The smartest people in the room, be they business leaders or politicians, are not able to make collective decisions for everyone in our economy because they simply don’t have the needed information and wisdom. As individuals we all have our own interests and needs, and we satisfy those interests and meet those needs by voluntarily interacting with others in our society.
Just because one planning group is sure that promoting ocean wave technology over, say, hydrogen technology is best for Oregon doesn’t make it so. If the planners are using other people’s money and not their own, they simply won’t have the proper incentives to get the answers right more often than they get them wrong. For example, as recently as last year the state-sponsored Oregon Business Plan still considered the digital display industry a key priority, yet its sales have declined by one-third over the past three years due to market forces; and now most observers see its future as dim.

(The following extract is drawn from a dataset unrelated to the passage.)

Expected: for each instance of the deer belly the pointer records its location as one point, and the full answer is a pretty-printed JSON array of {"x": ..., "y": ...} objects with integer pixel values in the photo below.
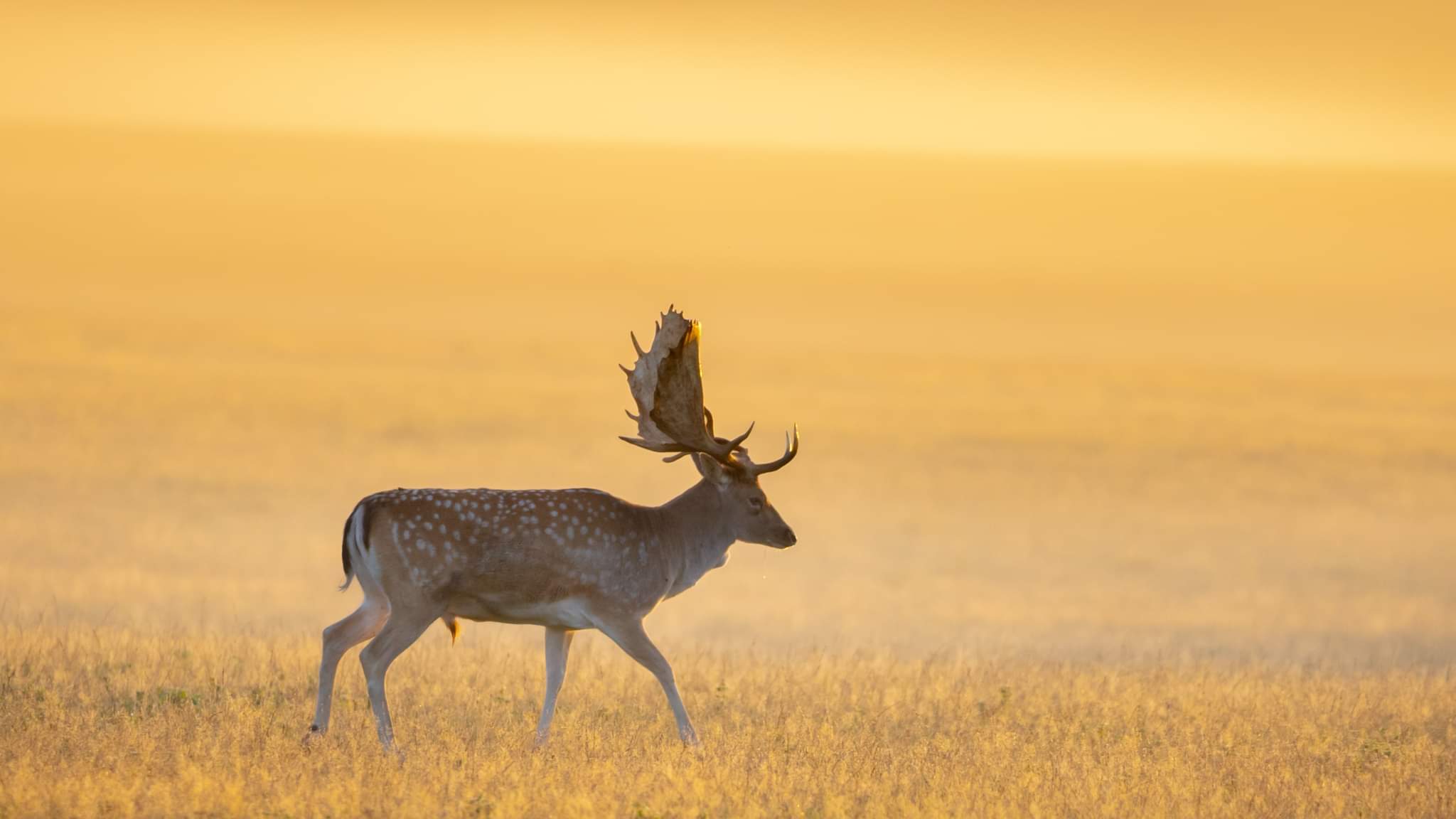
[{"x": 567, "y": 612}]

Of course, business leaders are free to plan among themselves and sacrifice their own companies’ interests for the “greater good” if they wish, but they should understand that such planning is not likely to fare much better than the old Soviet five-year plans. Individual businesses would do better for themselves and for society by pursuing their own economic interests and adjusting their plans based onreal-world market and consumer signals.
The best way to boost the collective fortunes of society is to remove the central planners so we can freely boost our own fortunes. We also should remove the political barriers that stand in the way of true economic development. Let’s start by repealing the corporate income tax, the capital gains tax and the estate tax. These tax barriers inhibit entrepreneurial Oregonians from starting, developing and profiting from their creative ideas. Removing them will help create the kinds of progress central planners can only dream about.
Oregon may love dreamers, but we need freedom more than dreams. And we need it soon.